So what can I say? Incredibly enough, I kinda enjoyed myself in this flick. As I said, my brain was weary and I was just looking for some dumb, cool and pretty action- and this delivered. Afterlife is easily the most ‘videogame-ish’ of the RE flicks so far, giving us more stuff that you can identify with from the games. You’ve got both Claire and Chris Redfield (Prison Break’s Wentworth Miller) joining Alice in the good fight. You’ve got the Executioner from RE5 that shows up as a ‘sub-boss’ in the movie’s signature action setpiece, although I wonder how this guy made it all the way from Africa to LA (he rode the boat, I guess).
You’ve also got Super Wesker, who may look and act ripped from the Matrix movies as Neo and Smith’s love child, but hey- surprise, surprise- that’s the way he was in the games as well. At the movie’s climax is a cool fight between Wesky and the Redfields which also mirrors the in-game confrontation between him, Chris and Sheva Alomar in RE5.
So what we have is the closest the movies have come to the games- plus Milla Jovovich’s Alice is more likable here than in any of the previous flicks, with the heroine showing a sober humanity and a cool attitude that I found refreshing… even if Milla’s line delivery during her video logs rivals the deadpan plainness of Sam Worthington from Avatar. In any case, I liked her enough to care about where the flick was going, so there.
On the other performers, Ali Larter is always nice to watch. Wentworth Miller’s Chris is off-kilter, pretty much so we’re supposed to think he’s a bad guy at first, which will only work for anyone not familiar with the games. The other cast members are mostly throw-away red shirts, although fellow survivor Luther (Boris Kodjoe) is quite likable.
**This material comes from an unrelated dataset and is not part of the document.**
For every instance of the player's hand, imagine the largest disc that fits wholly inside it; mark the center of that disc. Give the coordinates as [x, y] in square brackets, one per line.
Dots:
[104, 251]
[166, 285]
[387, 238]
Shawn Roberts’ Wesker is a bit too stiff, but again, all he needs to do is look cool in a long black coat so what the heck.
One thing you’ll notice as well is that the movie looks pretty slick- this is shot and produced really well, with pretty nifty futuristic settings and tech, as well as well-shot action. There’s also an excessive use of bullet-time and slow-motion, but heck… I’ll take that over all the stomach-turning ‘handheld cam’ style of crap other action movies are shoveling us. Oh, and yeah, this flick looks great in 3D.
Despite not straying away too far from the B-movie standard and having a script with more holes than a zombie after getting riddled with Alice’s coin-filled shotgun, Afterlife at least kept any slow parts to a minimum and kept me entertained with some stylish action and some cool monsters. In fact, I was so entertained that I am actually now ready to give all the other previous RE flicks at least a full watch each when I get the chance.
One gripe though is the way they end it- there are sequel hooks that are as big as a Las Plagas tendril, making it quite obvious that like a zombie, this franchise is gonna keep on coming at you. Amazingly though, I don’t think that’s entirely a bad thing.
This is just big budget, slickly-produced eye candy action with no pretensions- just hot chicks with guns blowing away monsters. There are far worse things to occupy two hours of your time with these days. Expect no more, and who knows, you may just be surprised to walk away entertained.